Electronic music today is an integral part of our daily existence: clubs are our temples of escapism and cracked copies of Ableton have become tools of global creative liberation. But among the abundance of emerging producers, the most valuable voices are the ones trying to reflect the challenges of our generation and complexity of being human in the 21st century. Based in Paris via London, Ivo Pacheco aka IVVVO is one of them. His track, Mark Leckey Made Me Hardcore emerged last year at Raf Simons' Spring/Summer 2016 show: mixed together with sounds from Leckey's celebrated video ode to British underground nightlife ….Hardcore established the Portuguese producer's tunes as part of a global cultural movement. Coming next from the man who counts Arca as a fan is new EP Good, Bad, Baby, Horny, released this Friday. The four-track release fuses irregular beats and jungle influences with sound effects borrowed from 90s video games, heavy breathing and screams - tied together in a intense hymn to teenage angst, millennial anxiety and the agony of global political crisis. Good, Bad, Baby, Horny is a violent, melancholic soundtrack about coming in terms with our physicality in the framework of daily digital experience. As much a sonic examination of self, scrolling through never-ending newsfeeds in our lonely bedrooms, the record is also an unlikely, but timely, fit for club basements of our capital cities - and beyond.

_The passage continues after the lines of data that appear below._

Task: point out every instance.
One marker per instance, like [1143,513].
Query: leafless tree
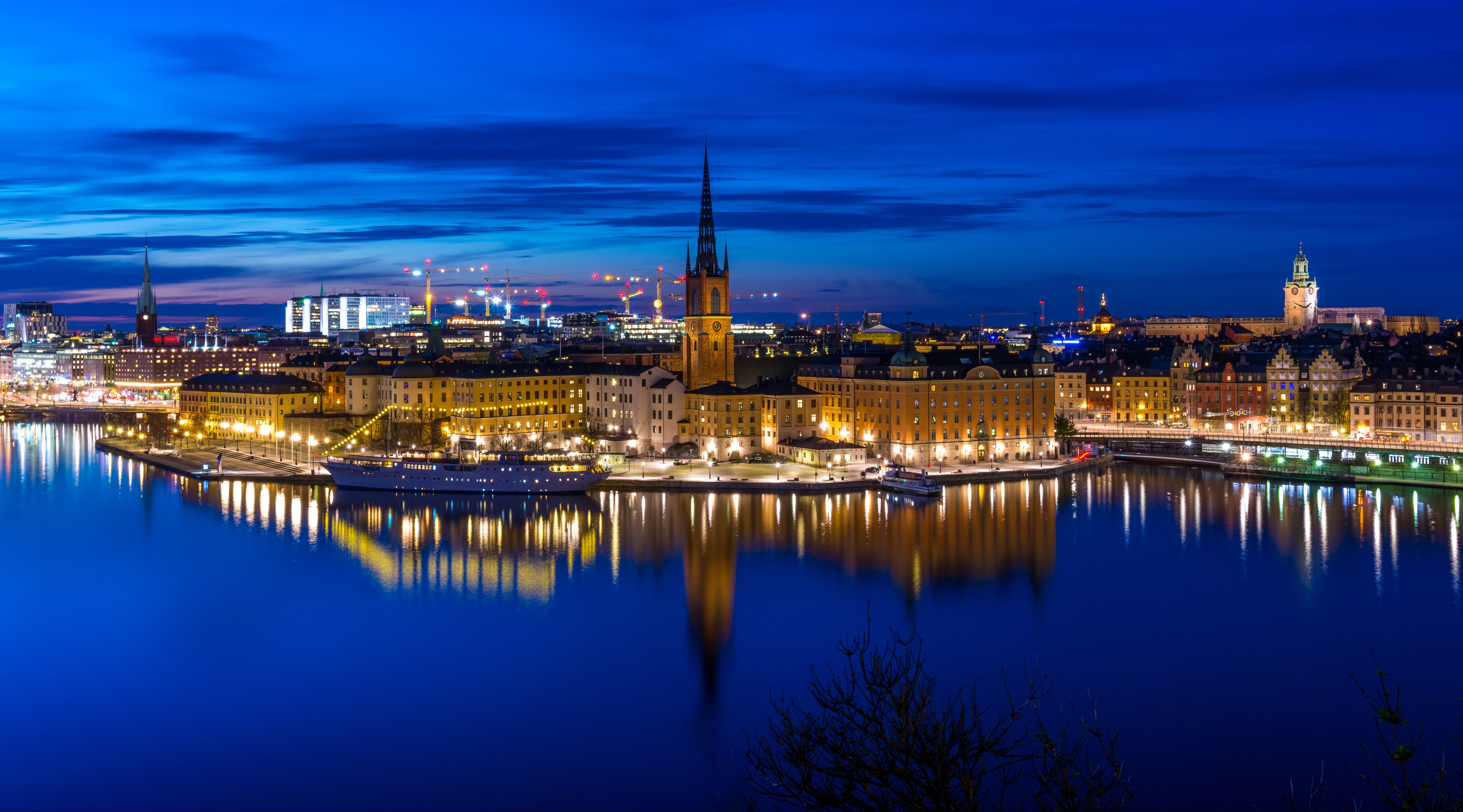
[881,738]
[1392,773]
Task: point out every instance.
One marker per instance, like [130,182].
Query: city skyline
[1025,154]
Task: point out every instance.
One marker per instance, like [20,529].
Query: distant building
[331,315]
[157,368]
[33,321]
[241,406]
[1407,409]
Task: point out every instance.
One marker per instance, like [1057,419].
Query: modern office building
[330,315]
[33,321]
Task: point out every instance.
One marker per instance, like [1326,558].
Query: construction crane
[661,279]
[428,271]
[508,287]
[628,296]
[544,303]
[981,333]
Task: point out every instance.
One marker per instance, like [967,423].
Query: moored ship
[507,472]
[900,480]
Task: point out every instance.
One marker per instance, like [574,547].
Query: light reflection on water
[1196,580]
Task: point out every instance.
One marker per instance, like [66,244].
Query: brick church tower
[707,350]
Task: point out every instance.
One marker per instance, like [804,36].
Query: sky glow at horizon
[939,160]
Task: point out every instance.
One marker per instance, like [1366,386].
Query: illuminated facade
[227,406]
[922,415]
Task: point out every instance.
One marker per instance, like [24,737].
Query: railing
[1436,475]
[1276,438]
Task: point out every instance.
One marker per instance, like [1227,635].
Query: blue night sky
[939,159]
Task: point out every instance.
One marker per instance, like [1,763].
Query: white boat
[507,472]
[900,480]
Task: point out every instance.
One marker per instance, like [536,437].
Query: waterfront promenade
[222,463]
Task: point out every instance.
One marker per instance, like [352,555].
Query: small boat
[507,472]
[900,480]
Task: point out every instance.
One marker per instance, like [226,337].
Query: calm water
[176,644]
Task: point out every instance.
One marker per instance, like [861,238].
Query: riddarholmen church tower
[147,306]
[707,352]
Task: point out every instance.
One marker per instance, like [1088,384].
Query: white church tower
[1301,296]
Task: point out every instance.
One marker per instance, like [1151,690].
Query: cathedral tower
[707,350]
[147,306]
[1301,296]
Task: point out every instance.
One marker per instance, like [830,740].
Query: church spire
[707,236]
[147,302]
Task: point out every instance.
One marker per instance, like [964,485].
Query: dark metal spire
[707,239]
[147,302]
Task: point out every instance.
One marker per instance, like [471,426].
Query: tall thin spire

i-D talked to IVVVO about his upcoming EP, instant celebrity culture, generational anxiety and elusive nostalgia for the 90s.
How did you initially get into music?
When I turned 18 I started going out in Porto, when I'm from. Most of the people I was hanging out with were DJs and older than me, so music was a way to integrate, to be part of things. I started it as a hobby and then realised that music was the only thing I was actually enjoying doing. I released something in 2012 and from then I just kept rolling. But I remember when I was a kid I used to get a couple of shoe boxes and put one on each side of the bed and pretend they were speakers and I was on stage performing.
As a self-taught producer, what would you say is the most important thing to know for someone starting out?
I think to some extent it's very easy to make music today because you have all these softwares and they are accessible to everybody and easy to use. It's very easy to grab a piece of software and try to be like someone else - but it's hard to do things your own way and find your own language. You always feel the necessity to integrate and you end up sounding like someone else because you want to be accepted.
Do you think the social-media driven, instant celebrity culture has to deal with this pressure as well?
Definitely. Every day there is a new music producer, a new writer, a new sculptor - and because there is so many people it's really difficult. People also have this necessity to grow fast and get known so they don't give themselves time to explore creative possibilities or what they would like to say. Also when people around you are getting known and you're not it's a really hard feeling - particularly when you are in the same field. In the end you're constantly anxious and frustrated - but you just need to give time to yourself.
What's the direction you've taken with your new EP Good, Bad, Baby, Horny?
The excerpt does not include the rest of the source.